Independent civilian review provides new public-police relationship framework
May 17, 2021 By Blue Line Staff
May 17, 2021 – On April 9, the Gloria J. Epstein, a supernumerary judge of the Court of Appeal for Ontario, submitted her report of the Independent Civilian Review into Missing Person Investigations, Missing and Missed. This included a review, analysis, and 151 recommendations.
Some services, including Toronto Police Service (TPS) has committed to implementing all the recommendations and, as the report points out, are already made some positive changes.
Serving with Pride (SWP), a provincial not-for-profit organization of 2SLGBTQ+ police and law enforcement, said they applaud the commitment by TPS and the Toronto Police Association, and “strongly encourage them to include 2SLGBTQ+ and marginalized TPS employees, in addition to civilians, as members of all consultative or implementation committees that have or will be formed”.
“Serving with Pride is acutely concerned, as well not surprised, with the findings related to the policies and practices that were exposed as discriminatory and the divested care by TPS of the 2SLGBTQ+ and other vulnerable communities and individuals, including police personnel, that was found to be prevalent,” said Jean Turner, SWP spokesperson. “We are confident that the same systemic discrimination against the 2SLGBTQ+ and other marginalized and vulnerable groups, would be uncovered at any given police service across this country if there were to be the same thorough review.”
While the report is focused on Missing Person cases in Toronto, they are also encouraging all Canadian police services to review their own policies and practices for such cases and make the necessary changes required to prevent the same disservice and disgrace that occurred here.

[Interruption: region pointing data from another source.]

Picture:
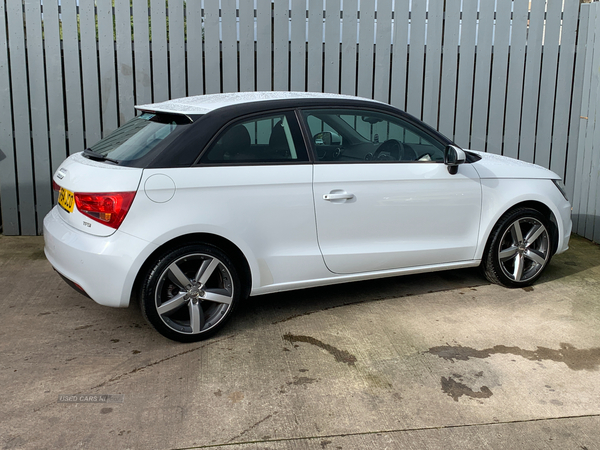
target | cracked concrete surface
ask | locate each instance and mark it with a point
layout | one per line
(443, 360)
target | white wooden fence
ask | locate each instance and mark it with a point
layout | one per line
(512, 79)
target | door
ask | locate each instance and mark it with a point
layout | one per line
(384, 198)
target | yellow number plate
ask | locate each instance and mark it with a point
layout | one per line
(66, 199)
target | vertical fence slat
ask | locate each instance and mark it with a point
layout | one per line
(349, 36)
(263, 45)
(141, 48)
(532, 81)
(39, 117)
(298, 47)
(247, 45)
(585, 53)
(8, 178)
(332, 47)
(575, 125)
(366, 35)
(449, 69)
(74, 102)
(229, 46)
(383, 45)
(499, 78)
(516, 69)
(124, 62)
(416, 59)
(548, 83)
(481, 89)
(18, 74)
(433, 63)
(564, 89)
(54, 85)
(281, 39)
(315, 45)
(177, 48)
(464, 95)
(89, 72)
(106, 53)
(158, 52)
(592, 224)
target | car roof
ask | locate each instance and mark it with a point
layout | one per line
(203, 104)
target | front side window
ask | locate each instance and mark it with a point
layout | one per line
(267, 139)
(361, 135)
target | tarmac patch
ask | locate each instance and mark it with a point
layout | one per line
(574, 358)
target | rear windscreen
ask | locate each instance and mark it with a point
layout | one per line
(140, 135)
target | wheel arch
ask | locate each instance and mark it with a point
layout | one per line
(539, 206)
(233, 252)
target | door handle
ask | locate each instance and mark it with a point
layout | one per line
(338, 196)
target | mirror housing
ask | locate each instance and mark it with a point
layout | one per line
(453, 157)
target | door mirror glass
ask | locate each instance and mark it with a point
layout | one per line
(453, 157)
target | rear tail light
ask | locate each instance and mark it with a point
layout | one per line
(106, 208)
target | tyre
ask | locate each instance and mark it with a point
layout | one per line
(189, 293)
(519, 248)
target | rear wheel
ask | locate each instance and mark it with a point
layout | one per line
(190, 292)
(519, 248)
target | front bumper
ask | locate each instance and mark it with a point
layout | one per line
(104, 267)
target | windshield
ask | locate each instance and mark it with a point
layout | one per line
(139, 136)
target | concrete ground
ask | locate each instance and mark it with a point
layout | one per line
(432, 361)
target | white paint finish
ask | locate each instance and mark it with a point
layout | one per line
(271, 206)
(101, 267)
(203, 104)
(401, 215)
(159, 188)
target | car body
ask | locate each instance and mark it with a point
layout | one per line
(202, 201)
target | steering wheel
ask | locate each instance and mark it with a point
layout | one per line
(394, 149)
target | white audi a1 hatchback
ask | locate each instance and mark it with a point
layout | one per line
(199, 202)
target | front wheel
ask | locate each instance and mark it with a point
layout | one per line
(189, 293)
(519, 249)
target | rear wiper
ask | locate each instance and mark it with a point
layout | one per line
(91, 154)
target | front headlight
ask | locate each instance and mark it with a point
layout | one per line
(561, 187)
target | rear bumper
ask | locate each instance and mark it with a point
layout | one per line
(104, 267)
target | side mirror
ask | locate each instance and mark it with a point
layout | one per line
(453, 157)
(328, 138)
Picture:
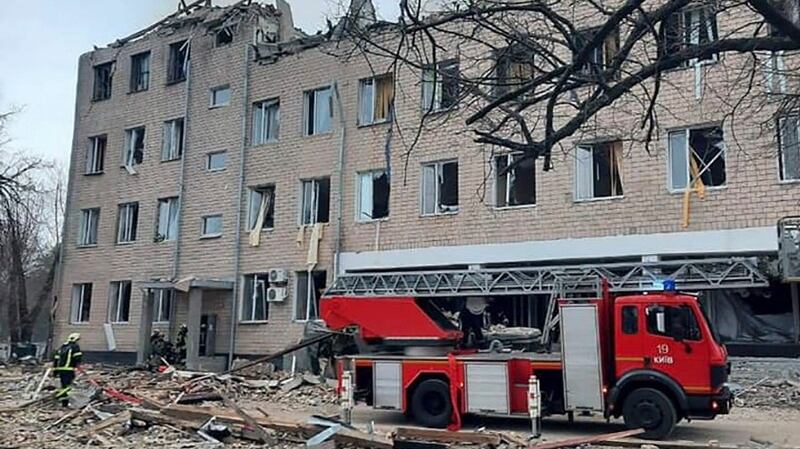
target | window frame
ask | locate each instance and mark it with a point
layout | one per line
(115, 291)
(204, 223)
(687, 140)
(140, 79)
(76, 312)
(92, 158)
(263, 107)
(264, 284)
(90, 217)
(438, 170)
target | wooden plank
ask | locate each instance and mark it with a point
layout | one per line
(602, 438)
(444, 436)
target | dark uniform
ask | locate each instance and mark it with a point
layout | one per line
(67, 359)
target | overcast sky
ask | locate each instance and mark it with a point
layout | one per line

“Missing and Missed is a gift that provides every police service with many realistic recommendations they can deploy to rebuild their relationship with those communities that do not trust police or do not feel protected by policing services,” said the SWP in a press release. “SWP strongly encourages all Canadian services and associations to read all four volumes of the report to learn, and most importantly, to make real change for equity, diversity, and inclusion.”